Rumah Ibadah Diduga Jadi Alat Manipulasi Data Kependudukan di Surabaya
Ketua Komisi A DPRD Surabaya, Yona Bagus.--
SURABAYA, MEMORANDUM.CO.ID - Upaya sejumlah warga pendatang untuk mendapatkan Kartu Tanda Penduduk (KTP) Kota SURABAYA disinyalir menggunakan cara yang tidak lazim. Mereka diduga mencantumkan alamat rumah ibadah sebagai domisili dalam proses pembuatan KTP. Praktik ini sontak menuai sorotan dari Ketua Komisi A DPRD SURABAYA, Yona Bagus.
Yona mengungkapkan bahwa fenomena ini banyak dilakukan oleh pendatang dari luar Surabaya yang tidak memiliki alamat tinggal tetap di Kota Pahlawan. Untuk mengakali hal tersebut, mereka diduga memanfaatkan alamat gereja bagi pemohon beragama Kristen dan masjid bagi pemohon beragama Islam sebagai alamat domisili KTP.
BACA JUGA:Ketua Komisi A DPRD Surabaya Yona Bagus Widyatmoko Serap Aspirasi Warga Kelurahan Made

Mini Kidi--
"Mereka warga pendatang tidak bisa membuat KTP karena tidak punya alamat tetap. Akhirnya alamat gereja dijadikan domisili, sedangkan untuk muslim masjid dijadikan alamat," jelas Yona.

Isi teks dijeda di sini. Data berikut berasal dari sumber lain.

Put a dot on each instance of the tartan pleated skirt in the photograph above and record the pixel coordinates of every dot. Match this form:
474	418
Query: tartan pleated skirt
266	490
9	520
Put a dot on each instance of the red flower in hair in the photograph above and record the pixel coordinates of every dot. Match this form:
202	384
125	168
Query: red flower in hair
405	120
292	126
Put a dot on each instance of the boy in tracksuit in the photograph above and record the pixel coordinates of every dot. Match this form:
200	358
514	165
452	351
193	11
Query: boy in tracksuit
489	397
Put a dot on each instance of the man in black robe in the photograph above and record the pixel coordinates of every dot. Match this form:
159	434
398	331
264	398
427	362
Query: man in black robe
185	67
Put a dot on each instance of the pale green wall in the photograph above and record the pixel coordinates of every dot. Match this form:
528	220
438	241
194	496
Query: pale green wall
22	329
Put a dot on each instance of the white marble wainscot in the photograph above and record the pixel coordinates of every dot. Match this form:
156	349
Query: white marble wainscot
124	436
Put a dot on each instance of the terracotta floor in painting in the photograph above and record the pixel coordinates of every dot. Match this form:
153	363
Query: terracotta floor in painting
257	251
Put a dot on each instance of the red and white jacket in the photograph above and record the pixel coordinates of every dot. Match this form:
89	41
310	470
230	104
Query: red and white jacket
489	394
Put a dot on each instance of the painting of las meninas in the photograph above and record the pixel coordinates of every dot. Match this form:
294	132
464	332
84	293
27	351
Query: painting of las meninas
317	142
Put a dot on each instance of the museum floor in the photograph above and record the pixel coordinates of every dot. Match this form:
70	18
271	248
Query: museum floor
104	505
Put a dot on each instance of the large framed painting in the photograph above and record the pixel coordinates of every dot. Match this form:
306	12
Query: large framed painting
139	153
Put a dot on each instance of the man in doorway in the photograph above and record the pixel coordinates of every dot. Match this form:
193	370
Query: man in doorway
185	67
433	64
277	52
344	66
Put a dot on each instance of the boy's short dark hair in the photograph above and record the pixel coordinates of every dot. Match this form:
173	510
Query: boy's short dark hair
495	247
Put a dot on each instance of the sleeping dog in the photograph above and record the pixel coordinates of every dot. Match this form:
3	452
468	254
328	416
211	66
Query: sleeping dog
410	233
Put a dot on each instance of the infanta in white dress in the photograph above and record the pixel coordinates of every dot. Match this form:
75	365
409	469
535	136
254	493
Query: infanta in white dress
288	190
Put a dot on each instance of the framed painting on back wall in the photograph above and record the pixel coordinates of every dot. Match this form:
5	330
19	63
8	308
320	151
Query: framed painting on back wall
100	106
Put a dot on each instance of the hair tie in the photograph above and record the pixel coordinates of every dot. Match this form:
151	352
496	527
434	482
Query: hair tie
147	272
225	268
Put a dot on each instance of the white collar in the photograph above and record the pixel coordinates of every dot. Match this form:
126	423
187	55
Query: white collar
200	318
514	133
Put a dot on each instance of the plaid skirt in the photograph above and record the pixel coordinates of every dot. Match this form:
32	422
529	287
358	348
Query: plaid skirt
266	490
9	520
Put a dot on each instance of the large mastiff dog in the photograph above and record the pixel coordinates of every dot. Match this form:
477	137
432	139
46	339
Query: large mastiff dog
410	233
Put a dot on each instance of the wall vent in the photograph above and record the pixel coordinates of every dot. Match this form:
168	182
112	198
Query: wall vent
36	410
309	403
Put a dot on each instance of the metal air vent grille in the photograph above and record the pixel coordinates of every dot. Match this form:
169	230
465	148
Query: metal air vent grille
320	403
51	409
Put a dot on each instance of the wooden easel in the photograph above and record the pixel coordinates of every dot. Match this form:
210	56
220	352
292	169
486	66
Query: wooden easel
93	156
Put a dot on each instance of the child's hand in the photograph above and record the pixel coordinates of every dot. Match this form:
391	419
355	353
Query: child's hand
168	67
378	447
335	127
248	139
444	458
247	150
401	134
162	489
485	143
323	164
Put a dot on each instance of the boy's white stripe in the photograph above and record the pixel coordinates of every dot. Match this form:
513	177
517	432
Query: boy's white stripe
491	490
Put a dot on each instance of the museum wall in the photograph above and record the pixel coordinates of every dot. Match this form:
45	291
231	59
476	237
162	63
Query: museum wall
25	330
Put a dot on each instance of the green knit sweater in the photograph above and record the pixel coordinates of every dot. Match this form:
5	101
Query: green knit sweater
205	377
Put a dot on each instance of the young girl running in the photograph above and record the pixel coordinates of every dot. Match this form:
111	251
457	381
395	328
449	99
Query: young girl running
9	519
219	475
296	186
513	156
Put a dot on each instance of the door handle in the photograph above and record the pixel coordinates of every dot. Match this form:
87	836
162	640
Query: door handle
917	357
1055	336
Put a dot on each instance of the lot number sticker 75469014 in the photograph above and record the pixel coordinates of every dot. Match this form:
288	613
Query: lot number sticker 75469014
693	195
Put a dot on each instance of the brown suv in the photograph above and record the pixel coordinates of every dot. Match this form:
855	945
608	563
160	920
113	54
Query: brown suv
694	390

Meskipun demikian, Yona tidak menampik adanya pengecualian. Ia mengakui bahwa beberapa individu memang berhak mencantumkan alamat rumah ibadah jika mereka benar-benar tinggal dan menjalankan fungsi di sana, seperti pendeta, takmir masjid, atau marbot yang biasanya memiliki mess atau ruang tinggal khusus.
Namun, Yona dengan tegas menyatakan bahwa praktik pengajuan KTP dengan alamat rumah ibadah sebagai domisili secara umum tidak dapat dibenarkan dan berpotensi melanggar aturan administrasi kependudukan. Ia bahkan menduga adanya intervensi dari pihak eksternal yang memaksa agar permohonan KTP dengan modus seperti ini tetap diproses.
"Ada intervensi dari pihak eksternal yang meminta bantuan untuk pengurusan KTP menggunakan alamat di rumah-rumah ibadah," ungkapnya.
Yona khawatir fenomena ini, jika terjadi dalam skala besar, dapat disalahgunakan untuk berbagai kepentingan, mulai dari pendidikan, pekerjaan, hingga akses layanan publik lainnya. Ia menekankan bahwa pemalsuan domisili tidak hanya melanggar norma etika, tetapi juga menabrak ketentuan hukum yang berlaku.
"Kalau dalam jumlah cukup banyak, itu tidak masuk akal dan tidak bisa dibenarkan. Apalagi kalau tujuannya untuk mengelabui sistem administrasi kependudukan," lanjut Yona.
BACA JUGA:Kabinet Surabaya Berkah, Wakil Ketua DPRD Surabaya Tekankan Penempatan Pejabat Sesuai Kompetensi
Lebih lanjut, Yona menjelaskan bahwa tidak ada dasar hukum yang secara eksplisit memperbolehkan penggunaan alamat rumah ibadah sebagai domisili KTP, kecuali dalam kondisi tertentu seperti yang telah disebutkan. Ia telah mempelajari Peraturan Bersama Menteri Agama dan Menteri Dalam Negeri (PBM) Nomor 8 dan 9 Tahun 2006 yang seringkali dijadikan rujukan dalam isu terkait rumah ibadah.
Menurutnya, PBM tersebut hanya mengatur tentang pendirian rumah ibadah dan Forum Kerukunan Umat Beragama (FKUB), bukan mengenai penggunaan alamat rumah ibadah untuk keperluan administrasi kependudukan.